State officials under Gov. Gavin Newsom “have resisted much of the way,” Mueller said, filing 18 unsuccessful appeals in just the last eight years and leading to what she termed a “vicious adversarial cycle” that she hopes can be broken by her appointing a receiver.
Attorneys for the state argued that Mueller lacked the legal grounds to appoint a receiver, though they did not appeal her decision. Mueller’s order included incentives for the state’s acquiescence, including a hold on the contempt fines and no new contempt proceedings while the receiver does her work.

“This is a time for fresh eyes and fresh ideas,” the state’s attorneys said in generally supporting Peters’ reform plan over the court’s continued use of a special master with fewer powers.
Fixing the systemic problems “will go faster with the cooperation of everyone working together towards that goal. We’re very hopeful that that’s going to happen,” said Michael Bien, an attorney representing prisoners in the lawsuit. “I’m still concerned that there are people in the state, they still want to fight the case rather than solve the problem.”

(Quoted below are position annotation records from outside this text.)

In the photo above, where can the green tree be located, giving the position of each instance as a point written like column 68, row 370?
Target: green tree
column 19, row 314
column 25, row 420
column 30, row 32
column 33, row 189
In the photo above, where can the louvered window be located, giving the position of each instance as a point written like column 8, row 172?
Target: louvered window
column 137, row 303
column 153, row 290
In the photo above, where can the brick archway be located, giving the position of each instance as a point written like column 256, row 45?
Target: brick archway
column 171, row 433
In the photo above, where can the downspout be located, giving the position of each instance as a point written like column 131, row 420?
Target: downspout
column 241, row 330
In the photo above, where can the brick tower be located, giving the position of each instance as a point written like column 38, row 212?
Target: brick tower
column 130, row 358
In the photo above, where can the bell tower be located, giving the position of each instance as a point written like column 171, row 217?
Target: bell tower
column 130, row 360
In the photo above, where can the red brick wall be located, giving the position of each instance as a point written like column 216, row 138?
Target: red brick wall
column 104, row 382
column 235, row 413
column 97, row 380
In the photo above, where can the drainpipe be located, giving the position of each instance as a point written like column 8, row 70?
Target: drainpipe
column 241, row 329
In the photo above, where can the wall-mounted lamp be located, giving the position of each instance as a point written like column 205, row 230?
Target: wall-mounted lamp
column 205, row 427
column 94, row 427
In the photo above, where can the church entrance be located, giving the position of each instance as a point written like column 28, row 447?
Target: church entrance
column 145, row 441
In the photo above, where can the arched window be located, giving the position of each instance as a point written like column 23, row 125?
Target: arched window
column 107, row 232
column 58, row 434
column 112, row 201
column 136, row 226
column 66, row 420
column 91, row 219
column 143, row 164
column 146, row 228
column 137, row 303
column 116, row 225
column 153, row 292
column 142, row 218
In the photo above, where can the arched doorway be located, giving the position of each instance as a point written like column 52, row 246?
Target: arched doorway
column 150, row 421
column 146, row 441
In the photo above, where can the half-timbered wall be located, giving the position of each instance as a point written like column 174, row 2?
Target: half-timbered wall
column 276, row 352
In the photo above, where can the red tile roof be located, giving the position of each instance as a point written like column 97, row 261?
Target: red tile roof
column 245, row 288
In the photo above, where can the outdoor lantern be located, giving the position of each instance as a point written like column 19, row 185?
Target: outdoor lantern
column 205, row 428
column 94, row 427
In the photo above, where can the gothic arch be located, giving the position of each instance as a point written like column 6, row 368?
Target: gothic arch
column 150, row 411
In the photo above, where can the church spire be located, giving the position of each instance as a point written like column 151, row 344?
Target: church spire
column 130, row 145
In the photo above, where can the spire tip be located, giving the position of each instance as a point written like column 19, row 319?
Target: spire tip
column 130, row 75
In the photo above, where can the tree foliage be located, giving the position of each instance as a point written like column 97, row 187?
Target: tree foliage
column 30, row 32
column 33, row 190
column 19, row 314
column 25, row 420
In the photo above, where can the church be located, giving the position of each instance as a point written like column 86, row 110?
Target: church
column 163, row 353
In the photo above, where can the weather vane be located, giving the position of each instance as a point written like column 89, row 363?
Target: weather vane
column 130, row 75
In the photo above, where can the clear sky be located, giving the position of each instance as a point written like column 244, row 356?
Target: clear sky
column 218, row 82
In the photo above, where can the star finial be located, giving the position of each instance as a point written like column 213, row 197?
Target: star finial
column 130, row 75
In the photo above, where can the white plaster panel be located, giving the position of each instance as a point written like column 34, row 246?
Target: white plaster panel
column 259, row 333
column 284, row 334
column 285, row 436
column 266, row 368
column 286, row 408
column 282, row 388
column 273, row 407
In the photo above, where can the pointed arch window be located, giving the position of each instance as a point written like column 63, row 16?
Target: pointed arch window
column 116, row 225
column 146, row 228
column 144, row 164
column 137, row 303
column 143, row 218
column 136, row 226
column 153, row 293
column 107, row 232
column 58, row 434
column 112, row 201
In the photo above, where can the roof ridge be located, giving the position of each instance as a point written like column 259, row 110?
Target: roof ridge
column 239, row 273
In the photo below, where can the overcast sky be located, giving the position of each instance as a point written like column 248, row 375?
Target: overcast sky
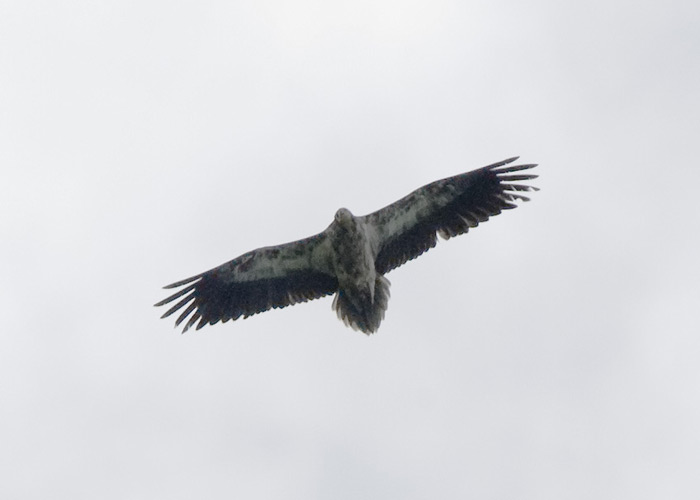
column 554, row 352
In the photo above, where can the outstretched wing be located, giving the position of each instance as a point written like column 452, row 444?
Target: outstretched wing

In a statement, the Department of Corrections and Rehabilitation said, “Wellbeing of all incarcerated people and employees is a top priority of the Department. We are proud of the significant improvements in the mental health care of the incarcerated population and we are committed to working with the court-appointed receiver.”

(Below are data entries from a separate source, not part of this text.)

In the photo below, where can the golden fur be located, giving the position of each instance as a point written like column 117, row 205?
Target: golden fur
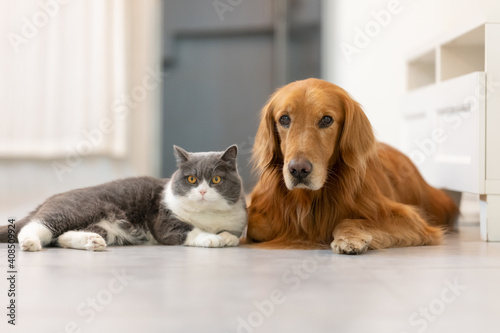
column 360, row 194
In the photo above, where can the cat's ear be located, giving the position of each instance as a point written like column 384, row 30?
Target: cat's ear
column 230, row 154
column 180, row 154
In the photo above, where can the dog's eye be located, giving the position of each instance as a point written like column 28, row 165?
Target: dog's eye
column 325, row 121
column 285, row 121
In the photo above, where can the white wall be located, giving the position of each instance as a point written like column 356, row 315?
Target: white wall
column 28, row 180
column 376, row 76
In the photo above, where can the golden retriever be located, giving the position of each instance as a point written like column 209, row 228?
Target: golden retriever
column 325, row 181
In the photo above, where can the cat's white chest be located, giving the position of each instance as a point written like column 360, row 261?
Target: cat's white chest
column 212, row 217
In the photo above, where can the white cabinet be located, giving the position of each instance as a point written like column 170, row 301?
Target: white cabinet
column 451, row 118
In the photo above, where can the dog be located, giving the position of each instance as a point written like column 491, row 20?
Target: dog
column 324, row 181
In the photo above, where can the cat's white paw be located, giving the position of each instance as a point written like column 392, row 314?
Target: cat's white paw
column 95, row 243
column 208, row 240
column 31, row 244
column 229, row 239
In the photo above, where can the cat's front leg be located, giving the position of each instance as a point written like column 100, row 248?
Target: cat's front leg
column 229, row 238
column 200, row 238
column 170, row 230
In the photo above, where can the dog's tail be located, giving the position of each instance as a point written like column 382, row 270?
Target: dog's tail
column 5, row 230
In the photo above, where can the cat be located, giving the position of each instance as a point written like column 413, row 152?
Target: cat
column 202, row 204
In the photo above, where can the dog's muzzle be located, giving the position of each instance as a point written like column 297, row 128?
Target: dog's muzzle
column 300, row 169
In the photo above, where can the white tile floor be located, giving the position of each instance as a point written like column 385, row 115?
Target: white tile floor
column 179, row 289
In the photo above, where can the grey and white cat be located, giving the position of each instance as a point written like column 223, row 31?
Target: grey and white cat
column 201, row 205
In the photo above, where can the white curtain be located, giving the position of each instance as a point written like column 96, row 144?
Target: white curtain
column 64, row 66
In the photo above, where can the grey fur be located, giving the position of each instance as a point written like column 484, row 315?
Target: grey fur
column 136, row 204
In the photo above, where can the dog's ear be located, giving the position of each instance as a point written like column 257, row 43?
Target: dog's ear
column 357, row 141
column 266, row 150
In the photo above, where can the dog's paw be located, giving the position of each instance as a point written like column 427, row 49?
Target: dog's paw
column 229, row 239
column 31, row 244
column 95, row 243
column 351, row 244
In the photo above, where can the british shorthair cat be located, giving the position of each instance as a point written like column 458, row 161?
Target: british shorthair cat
column 202, row 204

Peters said fixing the mental health system won’t come cheaply, nor quickly. Five to seven years is “very optimistic” and depends in large part on the state’s “willingness to turn toward constructive, forward-looking implementation and away from litigation,” she said in her reform plan.
She expects to spend about $9 million annually on her core staff of 10 plus another eight full- and part-time experts, plus an additional nearly $7 million on resources teams and consultants to help fix the problems she sees within the current system.
The lion’s share will be more than $25 million a year to make permanent bonuses of up to $20,000 to hire and retain mental health workers like psychologists and psychiatric social workers. That drives her total expected annual spending to more than $41 million or nearly $290 million over seven years.
Don Thompson is a Roseville-based freelance journalist.